KUALA LUMPUR (June 30): Sapura Energy Bhd rose as much as 16.67% in active trade this morning after it announced that it posted its first net profit in four quarters yesterday.
At 10:07am, shares in the oil and gas firm were up by 11.11% or a sen at 10 sen per share, valuing it at some RM1.6 billion.
Volume-wise, the counter was the fourth most actively traded counter on the local bourse today. It saw 79.94 million shares transacted.
Sapura opened 11 sen apiece, before dipping to a low of 9.5 sen shortly after the market opened.
Year to date, the counter has depreciated by 59.26%, from the 27 sen posted at the beginning of the year.
To recap, Sapura returned to the black in the first quarter ended April 30, 2020 (1QFY21) posting a net profit of RM14.21 million, from a loss of RM109.1 million. Quarterly revenue fell by 16.89% year-on-year to RM1.36 billion, from RM1.63 billion in the corresponding quarter last year.

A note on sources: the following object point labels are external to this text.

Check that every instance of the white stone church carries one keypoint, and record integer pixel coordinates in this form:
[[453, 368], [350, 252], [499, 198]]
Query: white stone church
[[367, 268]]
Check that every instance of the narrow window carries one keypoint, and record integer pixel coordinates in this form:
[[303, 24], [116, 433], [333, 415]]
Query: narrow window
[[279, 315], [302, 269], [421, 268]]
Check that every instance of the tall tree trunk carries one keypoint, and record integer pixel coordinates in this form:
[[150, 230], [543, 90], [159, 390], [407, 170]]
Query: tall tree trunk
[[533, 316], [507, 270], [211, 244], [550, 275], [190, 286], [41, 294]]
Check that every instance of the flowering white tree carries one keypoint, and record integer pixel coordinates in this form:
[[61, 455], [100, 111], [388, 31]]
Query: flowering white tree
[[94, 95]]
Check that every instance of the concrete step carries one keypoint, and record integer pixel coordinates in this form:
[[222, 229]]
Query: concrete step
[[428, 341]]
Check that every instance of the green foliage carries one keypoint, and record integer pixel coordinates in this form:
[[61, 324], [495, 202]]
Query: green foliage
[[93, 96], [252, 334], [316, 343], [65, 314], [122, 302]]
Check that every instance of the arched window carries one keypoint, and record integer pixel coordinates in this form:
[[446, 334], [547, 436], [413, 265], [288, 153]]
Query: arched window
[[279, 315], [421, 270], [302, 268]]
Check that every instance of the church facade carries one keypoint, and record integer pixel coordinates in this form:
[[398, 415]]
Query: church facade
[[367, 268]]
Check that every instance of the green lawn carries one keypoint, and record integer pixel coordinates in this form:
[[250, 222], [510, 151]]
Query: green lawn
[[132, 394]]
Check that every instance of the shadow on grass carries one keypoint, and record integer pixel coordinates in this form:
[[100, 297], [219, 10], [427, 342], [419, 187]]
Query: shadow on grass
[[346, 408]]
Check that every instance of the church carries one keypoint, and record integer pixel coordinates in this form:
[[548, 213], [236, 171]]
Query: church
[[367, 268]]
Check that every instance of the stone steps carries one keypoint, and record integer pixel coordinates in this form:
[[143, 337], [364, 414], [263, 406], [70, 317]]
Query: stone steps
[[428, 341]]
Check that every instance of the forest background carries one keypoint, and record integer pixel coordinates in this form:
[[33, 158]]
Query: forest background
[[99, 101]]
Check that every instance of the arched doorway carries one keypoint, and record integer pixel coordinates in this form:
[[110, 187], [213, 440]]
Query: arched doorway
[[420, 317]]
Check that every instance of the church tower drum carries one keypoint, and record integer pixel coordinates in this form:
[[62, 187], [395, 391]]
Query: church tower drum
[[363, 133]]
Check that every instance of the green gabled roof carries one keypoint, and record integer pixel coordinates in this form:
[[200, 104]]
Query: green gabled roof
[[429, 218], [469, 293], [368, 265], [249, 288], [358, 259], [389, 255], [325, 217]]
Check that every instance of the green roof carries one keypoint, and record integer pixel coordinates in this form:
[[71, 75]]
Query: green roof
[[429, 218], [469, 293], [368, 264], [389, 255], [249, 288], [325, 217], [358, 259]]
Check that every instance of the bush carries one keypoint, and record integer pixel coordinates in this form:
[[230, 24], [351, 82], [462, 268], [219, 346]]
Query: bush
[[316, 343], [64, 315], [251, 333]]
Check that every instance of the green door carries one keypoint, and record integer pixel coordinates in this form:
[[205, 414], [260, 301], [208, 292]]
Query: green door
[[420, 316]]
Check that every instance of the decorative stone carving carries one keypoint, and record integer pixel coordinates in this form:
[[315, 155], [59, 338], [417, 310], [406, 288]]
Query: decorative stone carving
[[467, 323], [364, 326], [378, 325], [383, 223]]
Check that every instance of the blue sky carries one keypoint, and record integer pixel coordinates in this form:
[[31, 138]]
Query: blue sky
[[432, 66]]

Its orderbook is worth RM14 billion, comprising RM800 million in cumulative new job wins to-date.
In a note, Affin Hwang Capital Research narrowed its loss projections by 12% to 30% to reflect lower group cost structure as well as higher engineering and construction (E&C) margins in 1QFY21.
“Notwithstanding, we expect the share price will see an overhang with no catalyst over the near term until Sapura can resolve its problems in hand: ongoing debt refinancing, cost rationalization and the need to secure even more contracts to offset the risk of further order book deferment. We maintain our 'sell' rating and roll forward our SOTP-derived target price to seven sen (from five sen),” it said.

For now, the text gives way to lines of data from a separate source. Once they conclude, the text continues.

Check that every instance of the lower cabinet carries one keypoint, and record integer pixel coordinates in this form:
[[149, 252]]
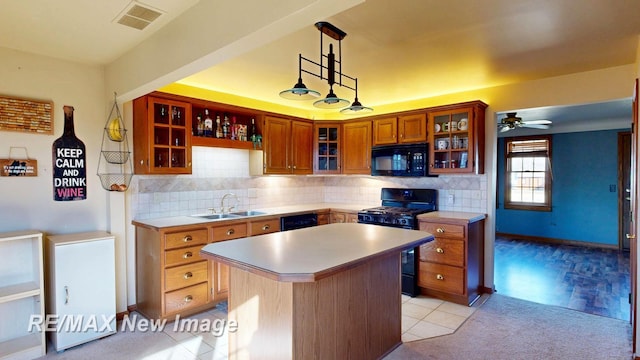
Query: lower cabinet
[[82, 283], [171, 276], [451, 266], [343, 216]]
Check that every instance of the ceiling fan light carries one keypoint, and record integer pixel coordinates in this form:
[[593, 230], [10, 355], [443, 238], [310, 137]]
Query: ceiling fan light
[[299, 91], [332, 101]]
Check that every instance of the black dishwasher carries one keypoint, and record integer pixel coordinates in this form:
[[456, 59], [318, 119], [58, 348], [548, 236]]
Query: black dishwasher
[[300, 221]]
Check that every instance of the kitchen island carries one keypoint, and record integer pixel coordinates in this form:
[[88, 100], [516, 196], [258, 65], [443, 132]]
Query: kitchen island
[[330, 291]]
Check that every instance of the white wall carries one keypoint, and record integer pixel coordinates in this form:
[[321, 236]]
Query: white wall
[[27, 202]]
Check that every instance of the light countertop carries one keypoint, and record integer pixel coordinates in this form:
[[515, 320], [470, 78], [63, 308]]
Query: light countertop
[[273, 211], [452, 216], [309, 254]]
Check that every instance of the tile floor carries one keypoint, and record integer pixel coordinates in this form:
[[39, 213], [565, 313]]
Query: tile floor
[[422, 317]]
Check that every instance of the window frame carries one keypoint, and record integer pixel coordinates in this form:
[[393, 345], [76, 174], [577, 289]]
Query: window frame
[[548, 179]]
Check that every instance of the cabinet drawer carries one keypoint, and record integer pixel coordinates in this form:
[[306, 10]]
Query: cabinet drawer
[[444, 230], [185, 275], [182, 256], [228, 232], [185, 238], [186, 298], [323, 219], [265, 226], [441, 277], [443, 251]]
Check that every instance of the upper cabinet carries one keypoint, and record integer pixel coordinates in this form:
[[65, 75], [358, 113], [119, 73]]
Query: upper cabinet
[[401, 129], [356, 145], [162, 133], [326, 148], [221, 125], [287, 146], [456, 138]]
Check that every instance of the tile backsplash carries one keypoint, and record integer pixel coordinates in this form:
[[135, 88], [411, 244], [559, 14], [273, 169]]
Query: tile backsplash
[[218, 171]]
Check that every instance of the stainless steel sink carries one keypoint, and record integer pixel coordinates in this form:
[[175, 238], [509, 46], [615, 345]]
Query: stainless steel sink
[[216, 216], [248, 213]]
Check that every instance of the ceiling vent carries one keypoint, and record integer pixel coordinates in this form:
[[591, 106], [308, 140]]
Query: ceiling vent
[[137, 15]]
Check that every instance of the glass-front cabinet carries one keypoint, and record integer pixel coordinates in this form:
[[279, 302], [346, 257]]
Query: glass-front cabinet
[[456, 139], [327, 148], [166, 127]]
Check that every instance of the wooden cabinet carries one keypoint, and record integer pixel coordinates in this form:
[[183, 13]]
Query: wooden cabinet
[[409, 128], [162, 133], [264, 226], [451, 266], [342, 216], [326, 148], [323, 217], [288, 146], [82, 286], [456, 138], [356, 145], [171, 276], [227, 231], [22, 295]]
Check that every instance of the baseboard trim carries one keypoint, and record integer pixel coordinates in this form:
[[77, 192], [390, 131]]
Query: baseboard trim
[[557, 241]]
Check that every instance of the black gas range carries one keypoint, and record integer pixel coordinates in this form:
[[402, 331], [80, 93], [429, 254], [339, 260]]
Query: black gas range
[[399, 209]]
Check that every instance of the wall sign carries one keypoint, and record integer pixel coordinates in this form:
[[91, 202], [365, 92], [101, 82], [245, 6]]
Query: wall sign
[[69, 163], [18, 167]]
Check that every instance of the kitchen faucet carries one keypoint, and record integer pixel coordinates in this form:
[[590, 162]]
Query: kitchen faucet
[[230, 207]]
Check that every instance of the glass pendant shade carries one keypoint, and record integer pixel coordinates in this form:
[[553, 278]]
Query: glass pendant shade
[[332, 101], [356, 108], [299, 91]]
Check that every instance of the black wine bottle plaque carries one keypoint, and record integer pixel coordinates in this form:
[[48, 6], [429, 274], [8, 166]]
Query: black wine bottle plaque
[[69, 163]]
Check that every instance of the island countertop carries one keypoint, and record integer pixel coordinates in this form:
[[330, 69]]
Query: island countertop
[[310, 254]]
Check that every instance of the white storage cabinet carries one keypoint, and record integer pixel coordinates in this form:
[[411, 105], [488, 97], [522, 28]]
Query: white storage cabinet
[[21, 295], [82, 285]]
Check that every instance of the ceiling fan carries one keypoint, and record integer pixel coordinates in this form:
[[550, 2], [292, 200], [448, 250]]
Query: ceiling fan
[[512, 122]]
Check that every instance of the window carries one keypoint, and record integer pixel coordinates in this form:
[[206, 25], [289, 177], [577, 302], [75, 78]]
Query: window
[[528, 173]]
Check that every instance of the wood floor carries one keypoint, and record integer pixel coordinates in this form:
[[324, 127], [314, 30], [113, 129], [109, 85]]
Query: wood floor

Meanwhile, CGS-CIMB Research said that while Sapura continues to win E&C contracts periodically, many global projects have been deferred thus harming its future revenue potential.
Competition for the remaining projects could be fierce and margins very thin.
“Although Sapura’s annualised 1Q core net loss is much less than our full-year loss forecast, Sapura had made material provisions for E&C contractual losses in the 4Q of the previous two financial years, and this may materialise again this year. We highlight that these provisions are not asset impairments based on judgements about future value-in-use, but are provisions for estimated actual losses because Sapura had underbid for various contracts before later discovering that the costs to execute may exceed estimated revenues, or that it may take longer than expected to execute and result in potential liquidated damages,” it said.
Meanwhile, in the pipe laying support vessel (PLSV) space, Sapura has only secured short-term work for uncontracted Diamante, while offering 2% discounts on the remaining four to five PSLVs on charter with Brazil’s Petrobras.
Furthermore, the Topazio PLSV contract will end in November and the research house is bearish on prospects for continued employment.
“In the drilling segment, Chevron Thailand has opted not to exercise a one-year option for the T-18 tender barge, and Cabinda Gulf Angola has declared a force majeure on SAPE’s highly-lucrative US$200,000/day charter for the Jaya semi-tender for at least nine months from April until December 2020 — ostensibly on account of Covid-19, but we would not be surprised if low oil prices contributed to the decision.
“Sapura has not secured any new drilling contracts for at least six months. Finally, in the E&P space, SapuraOMV is at the doorstep of bringing the Gorek and Bakong fields to production, but this is eclipsed by much lower selling prices that will hit the 2QFY21F,” said CGS-CIMB Research, while maintaining its "reduce" call with a higher target price of four sen, from three sen previously.